Penulis : Saidul Aziz Mahendra*)
Pernahkah kita terdiam sejenak di tengah riuh rendahnya klakson dan teriakan di sebuah persimpangan jalan yang lumpuh oleh lautan massa, lalu bertanya pada diri sendiri: bukankah sudah ada lembaga legislatif yang terhormat untuk menampung suara mereka?
Mengapa jalanan, dengan segala panas, debu, dan risikonya, masih menjadi pilihan utama untuk menyuarakan keresahan?
Pertanyaan ini bukanlah sekadar keluhan atas kemacetan sesaat, melainkan sebuah gerbang untuk memahami dinamika krusial dalam sebuah negara yang menyebut dirinya demokratis. Jalanan yang bersuara bukanlah anomali, melainkan sebuah cerminan, sebuah barometer yang mengukur seberapa sehat sesungguhnya hubungan antara penguasa dan rakyatnya.
Ia menjadi relevan justru ketika kanal-kanal formal komunikasi politik dirasa tersumbat, lamban, atau bahkan tuli terhadap aspirasi yang berkembang di akar rumput. Demonstrasi, dalam esensinya, adalah bentuk paling murni dari partisipasi politik di luar bilik suara, sebuah pengingat bahwa kedaulatan sejatinya berada di tangan rakyat, tidak hanya setiap lima tahun sekali.

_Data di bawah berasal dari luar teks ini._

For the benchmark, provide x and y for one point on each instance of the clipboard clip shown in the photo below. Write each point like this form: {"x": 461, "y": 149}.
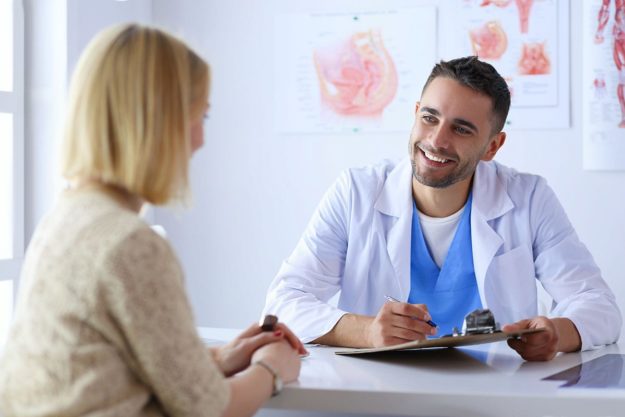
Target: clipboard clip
{"x": 479, "y": 321}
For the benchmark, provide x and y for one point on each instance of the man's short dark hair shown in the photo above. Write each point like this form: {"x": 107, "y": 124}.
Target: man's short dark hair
{"x": 481, "y": 77}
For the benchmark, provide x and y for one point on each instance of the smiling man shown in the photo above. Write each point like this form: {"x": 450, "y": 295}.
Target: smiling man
{"x": 445, "y": 231}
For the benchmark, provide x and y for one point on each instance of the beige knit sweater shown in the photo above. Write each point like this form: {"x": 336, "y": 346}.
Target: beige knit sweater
{"x": 103, "y": 326}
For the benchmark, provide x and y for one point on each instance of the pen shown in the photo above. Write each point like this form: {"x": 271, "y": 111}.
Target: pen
{"x": 269, "y": 323}
{"x": 395, "y": 300}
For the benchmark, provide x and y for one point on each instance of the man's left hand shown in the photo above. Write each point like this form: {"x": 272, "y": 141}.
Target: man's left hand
{"x": 541, "y": 346}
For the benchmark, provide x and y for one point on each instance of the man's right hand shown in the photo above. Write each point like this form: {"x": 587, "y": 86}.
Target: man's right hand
{"x": 398, "y": 323}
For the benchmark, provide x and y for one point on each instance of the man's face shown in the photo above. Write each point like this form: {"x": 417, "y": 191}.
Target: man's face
{"x": 451, "y": 133}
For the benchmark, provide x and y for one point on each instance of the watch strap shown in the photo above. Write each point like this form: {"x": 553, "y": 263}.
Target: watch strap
{"x": 277, "y": 381}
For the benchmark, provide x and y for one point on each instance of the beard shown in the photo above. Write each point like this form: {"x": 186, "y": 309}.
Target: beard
{"x": 463, "y": 170}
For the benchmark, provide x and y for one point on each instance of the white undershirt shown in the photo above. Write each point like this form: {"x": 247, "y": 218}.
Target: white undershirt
{"x": 439, "y": 233}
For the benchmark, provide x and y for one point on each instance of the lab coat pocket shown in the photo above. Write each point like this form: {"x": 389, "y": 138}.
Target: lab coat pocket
{"x": 512, "y": 285}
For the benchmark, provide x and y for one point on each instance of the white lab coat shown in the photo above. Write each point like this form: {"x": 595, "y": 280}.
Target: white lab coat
{"x": 358, "y": 243}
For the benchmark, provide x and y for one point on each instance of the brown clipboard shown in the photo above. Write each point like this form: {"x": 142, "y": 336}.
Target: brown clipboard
{"x": 444, "y": 342}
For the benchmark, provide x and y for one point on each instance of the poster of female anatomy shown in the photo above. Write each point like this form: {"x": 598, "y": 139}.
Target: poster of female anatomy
{"x": 527, "y": 41}
{"x": 604, "y": 84}
{"x": 352, "y": 72}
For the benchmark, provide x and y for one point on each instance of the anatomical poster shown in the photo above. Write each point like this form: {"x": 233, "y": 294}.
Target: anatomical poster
{"x": 527, "y": 41}
{"x": 604, "y": 84}
{"x": 351, "y": 72}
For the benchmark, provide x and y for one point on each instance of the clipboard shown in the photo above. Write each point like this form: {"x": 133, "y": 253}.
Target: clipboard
{"x": 444, "y": 342}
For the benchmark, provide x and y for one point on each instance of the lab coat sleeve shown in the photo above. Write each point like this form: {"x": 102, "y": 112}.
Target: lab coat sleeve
{"x": 569, "y": 274}
{"x": 311, "y": 276}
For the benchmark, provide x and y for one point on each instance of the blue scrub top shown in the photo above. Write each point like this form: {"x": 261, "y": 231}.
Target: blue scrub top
{"x": 450, "y": 292}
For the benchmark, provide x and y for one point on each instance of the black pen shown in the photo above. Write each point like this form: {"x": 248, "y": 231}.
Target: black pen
{"x": 395, "y": 300}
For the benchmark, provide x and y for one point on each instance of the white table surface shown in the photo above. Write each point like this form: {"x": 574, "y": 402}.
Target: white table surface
{"x": 476, "y": 381}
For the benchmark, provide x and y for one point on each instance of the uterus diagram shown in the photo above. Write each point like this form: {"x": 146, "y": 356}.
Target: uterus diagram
{"x": 534, "y": 59}
{"x": 524, "y": 8}
{"x": 489, "y": 41}
{"x": 357, "y": 75}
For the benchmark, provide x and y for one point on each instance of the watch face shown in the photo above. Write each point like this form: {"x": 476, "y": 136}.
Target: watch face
{"x": 277, "y": 384}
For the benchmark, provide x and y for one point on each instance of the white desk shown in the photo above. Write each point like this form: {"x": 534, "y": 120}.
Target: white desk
{"x": 478, "y": 381}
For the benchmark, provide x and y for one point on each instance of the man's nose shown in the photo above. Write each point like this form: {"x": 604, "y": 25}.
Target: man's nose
{"x": 439, "y": 137}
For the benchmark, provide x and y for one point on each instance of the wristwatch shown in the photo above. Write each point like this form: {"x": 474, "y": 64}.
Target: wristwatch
{"x": 277, "y": 381}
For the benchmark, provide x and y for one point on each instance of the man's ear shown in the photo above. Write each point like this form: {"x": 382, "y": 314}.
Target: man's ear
{"x": 496, "y": 142}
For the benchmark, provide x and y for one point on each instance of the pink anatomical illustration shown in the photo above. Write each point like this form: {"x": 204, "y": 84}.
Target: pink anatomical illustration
{"x": 534, "y": 59}
{"x": 599, "y": 87}
{"x": 618, "y": 31}
{"x": 489, "y": 41}
{"x": 523, "y": 6}
{"x": 356, "y": 76}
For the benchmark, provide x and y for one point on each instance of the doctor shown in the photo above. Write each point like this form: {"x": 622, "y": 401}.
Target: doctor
{"x": 446, "y": 230}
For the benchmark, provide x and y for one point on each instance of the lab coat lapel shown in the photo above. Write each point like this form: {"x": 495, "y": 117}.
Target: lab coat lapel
{"x": 395, "y": 201}
{"x": 490, "y": 201}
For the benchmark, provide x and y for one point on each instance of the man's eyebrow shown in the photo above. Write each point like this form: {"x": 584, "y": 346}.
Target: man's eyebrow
{"x": 461, "y": 122}
{"x": 430, "y": 110}
{"x": 466, "y": 123}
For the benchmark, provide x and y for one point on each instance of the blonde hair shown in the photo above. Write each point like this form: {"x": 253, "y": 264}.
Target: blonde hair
{"x": 133, "y": 96}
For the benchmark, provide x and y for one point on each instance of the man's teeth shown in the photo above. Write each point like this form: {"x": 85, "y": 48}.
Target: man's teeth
{"x": 434, "y": 158}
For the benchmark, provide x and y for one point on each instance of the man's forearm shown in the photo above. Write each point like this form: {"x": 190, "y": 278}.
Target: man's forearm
{"x": 350, "y": 331}
{"x": 569, "y": 339}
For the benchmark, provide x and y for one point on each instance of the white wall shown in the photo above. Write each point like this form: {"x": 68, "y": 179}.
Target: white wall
{"x": 255, "y": 190}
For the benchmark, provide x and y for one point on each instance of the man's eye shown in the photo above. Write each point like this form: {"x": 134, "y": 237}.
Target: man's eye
{"x": 463, "y": 131}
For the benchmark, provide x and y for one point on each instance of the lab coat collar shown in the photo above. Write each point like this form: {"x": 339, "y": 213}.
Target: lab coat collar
{"x": 490, "y": 201}
{"x": 395, "y": 201}
{"x": 396, "y": 196}
{"x": 490, "y": 195}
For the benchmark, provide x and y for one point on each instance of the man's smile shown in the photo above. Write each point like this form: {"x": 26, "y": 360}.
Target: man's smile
{"x": 436, "y": 159}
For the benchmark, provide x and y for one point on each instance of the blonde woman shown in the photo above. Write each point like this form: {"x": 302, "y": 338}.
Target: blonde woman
{"x": 103, "y": 326}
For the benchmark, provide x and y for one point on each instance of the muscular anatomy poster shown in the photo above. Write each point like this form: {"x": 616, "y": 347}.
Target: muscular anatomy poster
{"x": 604, "y": 84}
{"x": 351, "y": 72}
{"x": 527, "y": 41}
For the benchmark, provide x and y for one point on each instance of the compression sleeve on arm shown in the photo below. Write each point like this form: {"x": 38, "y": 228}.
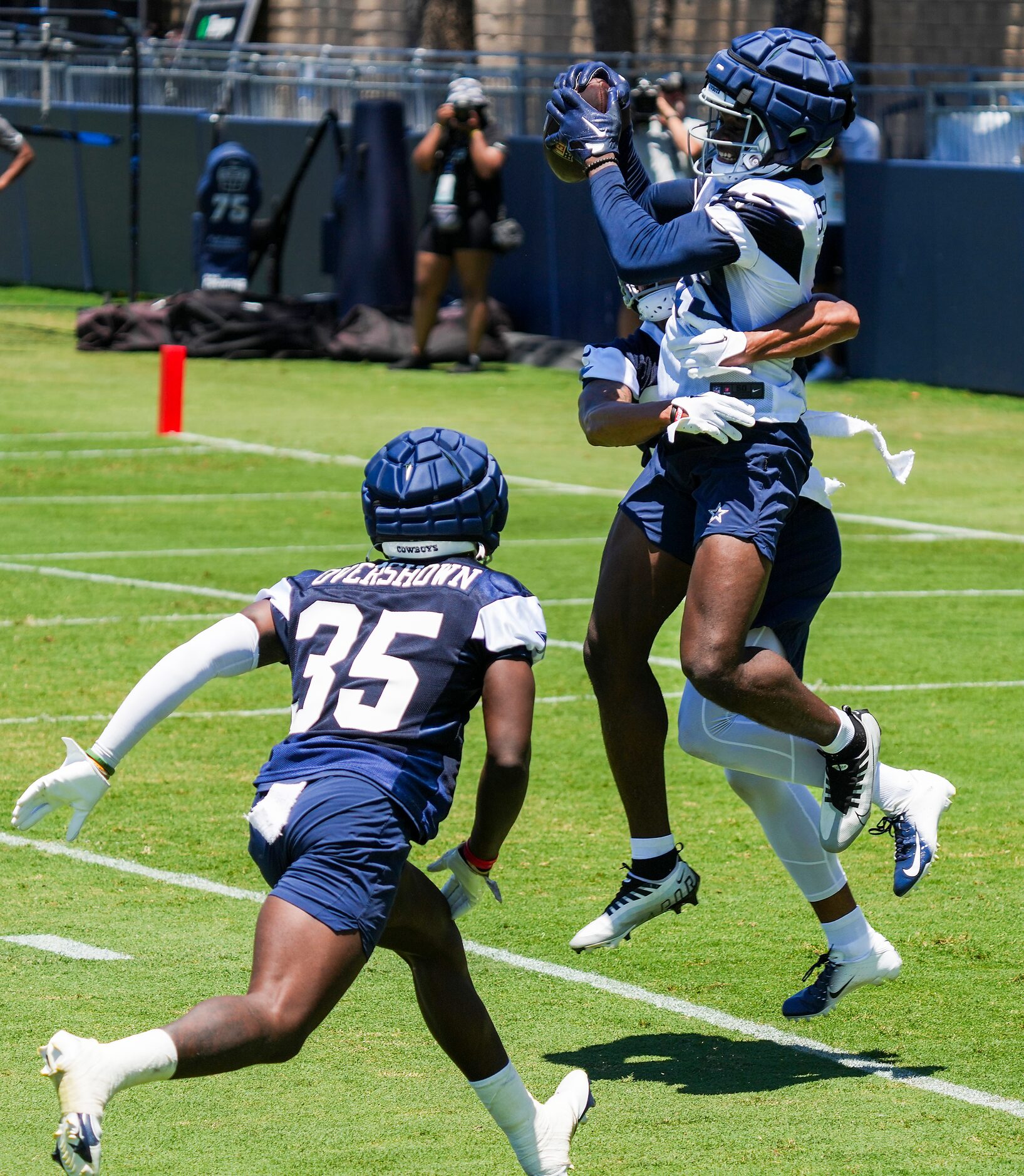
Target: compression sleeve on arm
{"x": 667, "y": 200}
{"x": 643, "y": 250}
{"x": 225, "y": 649}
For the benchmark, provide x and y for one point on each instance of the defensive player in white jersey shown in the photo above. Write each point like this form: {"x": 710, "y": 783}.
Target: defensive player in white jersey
{"x": 706, "y": 518}
{"x": 387, "y": 661}
{"x": 620, "y": 386}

Bagi saya, fenomena ini bukanlah sebuah kegagalan demokrasi, melainkan sebuah mekanisme koreksi yang inheren di dalamnya. Ketika ruang publik, meminjam istilah Jürgen Habermas bergeser dari ruang-ruang diskusi formal ke aspal jalanan, itu adalah sinyal kuat adanya democratic deficit, sebuah kesenjangan antara kebijakan yang dihasilkan dan kehendak kolektif yang sesungguhnya. Kebijakan pembangunan, yang seringkali dibingkai dalam narasi teknokratis penuh angka pertumbuhan dan proyek-proyek strategis, acap kali lupa menyertakan dimensi manusiawi: keadilan sosial, keberlanjutan ekologis, dan hak-hak warga negara.
Jalanan menjadi panggung di mana narasi-narasi alternatif ini diperjuangkan. Ia menjadi medium bagi mereka yang tak terwakili, yang suaranya sayup-sayup di tengah dengung mesin pembangunan yang masif. Demonstrasi mengubah individu-individu dengan keluhan personal menjadi sebuah kekuatan kolektif dengan tuntutan politis, memaksa isu yang tadinya terpinggirkan menjadi agenda utama nasional.
Lihat saja gelombang aksi yang terjadi sepanjang tahun 2025 ini. Dari penolakan terhadap kenaikan tunjangan anggota dewan yang dianggap tidak peka di tengah kesulitan ekonomi, hingga protes besar buruh dan mahasiswa yang menuntut upah layak, pembatalan PHK massal, serta reformasi sistem perpajakan yang lebih adil.
Data terbaru dari berbagai aksi yang mengemuka, seperti gerakan “17+8 Tuntutan Rakyat” yang digelorakan mahasiswa dan berbagai elemen masyarakat sipil, menunjukkan substansi masalah yang sangat mendasar.
Tuntutan mereka bukan lagi sebatas isu sektoral, melainkan menyangkut reformasi struktural: pembersihan parlemen, pengesahan UU Perampasan Aset, hingga penghentian kekerasan aparat. Fakta bahwa gerakan ini mampu mengkonsolidasikan tuntutan dari 211 organisasi masyarakat sipil, serikat buruh, hingga petisi daring yang didukung puluhan ribu orang, menandakan akumulasi kekecewaan yang meluas dan mendalam.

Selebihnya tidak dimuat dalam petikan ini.